Subsequently, a crystalloid infusion is performed (with a solution of 0.9% sodium chloride or Ringer's solution) to reduce the amount of free Hb and prevent the destruction of fibrinogen. The amount of infused drugs must be controlled by the volume of diuresis and pressure values.

Drug therapy

It is necessary to raise the patient's blood pressure, as well as ensure normal renal blood flow. A triad of standard antishock drugs: prednisolone (a glucocorticosteroid to increase blood pressure), furosemide (a diuretic) and aminophylline (a phosphodiesterase inhibitor). Antihistamines and opioid painkillers (fentanyl) are also used.

Efferent methods

An effective method of anti-shock therapy is plasmapheresis - removal of about 2 liters of plasma followed by infusion of fresh frozen plasma and colloid solutions. Symptomatic correction of disorders of the internal organs.

If necessary, medications are prescribed that stimulate the activity of important body systems. If symptoms characteristic of a decrease in the respiratory function of the lungs appear, the patient may be transferred to a ventilator.
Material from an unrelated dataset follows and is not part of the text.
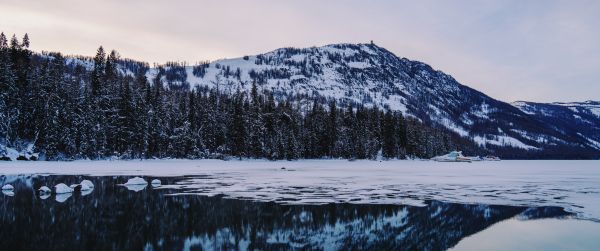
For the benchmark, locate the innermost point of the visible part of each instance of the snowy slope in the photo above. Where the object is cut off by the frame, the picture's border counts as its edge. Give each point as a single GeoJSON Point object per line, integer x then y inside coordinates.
{"type": "Point", "coordinates": [581, 118]}
{"type": "Point", "coordinates": [370, 75]}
In case of severe anemia (hemoglobin concentration less than 70 g/l), it is possible to transfuse washed red blood cells compatible in blood group with the patient's red blood cells.

Correction of the hemostatic system

Anticoagulants are used, transfusions of fresh frozen plasma and antienzyme drugs (Gordox) are performed to inhibit fibrinolysis.

Since the development of acute renal failure is possible in the future, treatment of transfusion shock is also aimed at correcting the functional state of the kidneys. Furosemide and mannitol are used and correction is performed with crystalloid solutions.

If there is no effect, hemodialysis may be applicable . During the recovery period, specific symptoms are treated.

Life forecast

Most often, transfusion shock is determined quickly. If first aid and treatment measures are carried out within 6 hours after a failed transfusion, then approximately 2/3 of people make a full recovery.

Associated complications are observed in the case of massive transfusion of incompatible blood. It is worth noting that this is rare.

However, if doctors and nurses are incompetent, violation of blood transfusion technique leads to renal-liver failure and thrombosis of the blood vessels of the brain and lungs. After treatment, patients with such pathologies suffer from chronic diseases throughout their lives.